In February of this year, Mia spoke to Luis Torres of NJ.com about the changing high school sports landscape. “I feel like right now we’re already trending, and our brand is already big. We’re trying to be big entrepreneurs and trying to make our own money off the things we do on and off the court, because our grades are good, and our game speaks for ourselves.”
DAPS joins groups like Xbox that have made big investments into women’s sports. These partnerships help grow the game and make it more inclusive. Women’s basketball is expanding everyday and creating new opportunities like this will encourage others to keep following suit.
Bigger than basketball
DAPS also works in tandem with the advocacy and activism of leagues like the WNBA. In recent years, athletes have been more deliberate about advocating for righteous causes such as gun safety and voting rights. Athletes have engaged in the issues of the day and have affected millions of people as a result. A portion of proceeds will go to Everytown and the Brittney Griner Advocacy Account. The sports world is all behind BG and pushing as hard as they can to help free her and get her home now. Lexie Brown spoke about that aspect of DAPS with Beyond the W.
“I think it’s huge that we are able to send proceeds to BG,” Brown said. “She needs us more than ever and even though we all don’t play the same sports or are in the same leagues, we are all connected in a very special way.

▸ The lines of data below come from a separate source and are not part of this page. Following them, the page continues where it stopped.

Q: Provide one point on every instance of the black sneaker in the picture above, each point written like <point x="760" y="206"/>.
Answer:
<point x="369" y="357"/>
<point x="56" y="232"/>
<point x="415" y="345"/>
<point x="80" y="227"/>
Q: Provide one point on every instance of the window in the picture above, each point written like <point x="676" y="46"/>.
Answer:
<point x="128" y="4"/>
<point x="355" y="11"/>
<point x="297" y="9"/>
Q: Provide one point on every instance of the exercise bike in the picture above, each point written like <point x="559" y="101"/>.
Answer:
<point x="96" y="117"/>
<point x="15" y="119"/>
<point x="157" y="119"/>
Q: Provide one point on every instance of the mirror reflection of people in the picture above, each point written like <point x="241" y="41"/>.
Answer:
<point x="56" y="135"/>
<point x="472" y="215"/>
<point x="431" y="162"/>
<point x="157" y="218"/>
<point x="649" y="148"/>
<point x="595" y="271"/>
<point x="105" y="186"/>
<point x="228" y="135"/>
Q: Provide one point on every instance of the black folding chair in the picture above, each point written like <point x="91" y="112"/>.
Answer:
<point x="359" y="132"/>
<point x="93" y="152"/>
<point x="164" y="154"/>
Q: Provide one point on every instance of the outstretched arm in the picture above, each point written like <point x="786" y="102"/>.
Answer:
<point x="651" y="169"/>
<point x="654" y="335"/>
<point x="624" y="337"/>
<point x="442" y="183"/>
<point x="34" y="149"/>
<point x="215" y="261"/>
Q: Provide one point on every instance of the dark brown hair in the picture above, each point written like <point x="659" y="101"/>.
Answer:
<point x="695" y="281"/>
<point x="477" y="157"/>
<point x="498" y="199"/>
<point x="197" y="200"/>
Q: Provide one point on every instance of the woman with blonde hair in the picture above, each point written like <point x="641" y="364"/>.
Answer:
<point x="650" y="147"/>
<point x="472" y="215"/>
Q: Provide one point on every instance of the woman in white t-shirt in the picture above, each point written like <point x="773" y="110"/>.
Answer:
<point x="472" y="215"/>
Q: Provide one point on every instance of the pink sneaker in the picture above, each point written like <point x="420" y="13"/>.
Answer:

That community shines through with this component of their work. Having that direct connection to the athlete and having your money go to a good cause is appealing and something other outlets should aspire to. And as Berger noted, it makes for a more well rounded service and experience for all. As the game of basketball continues to grow, DAPS will ensure there is one more avenue for fans and players to come together.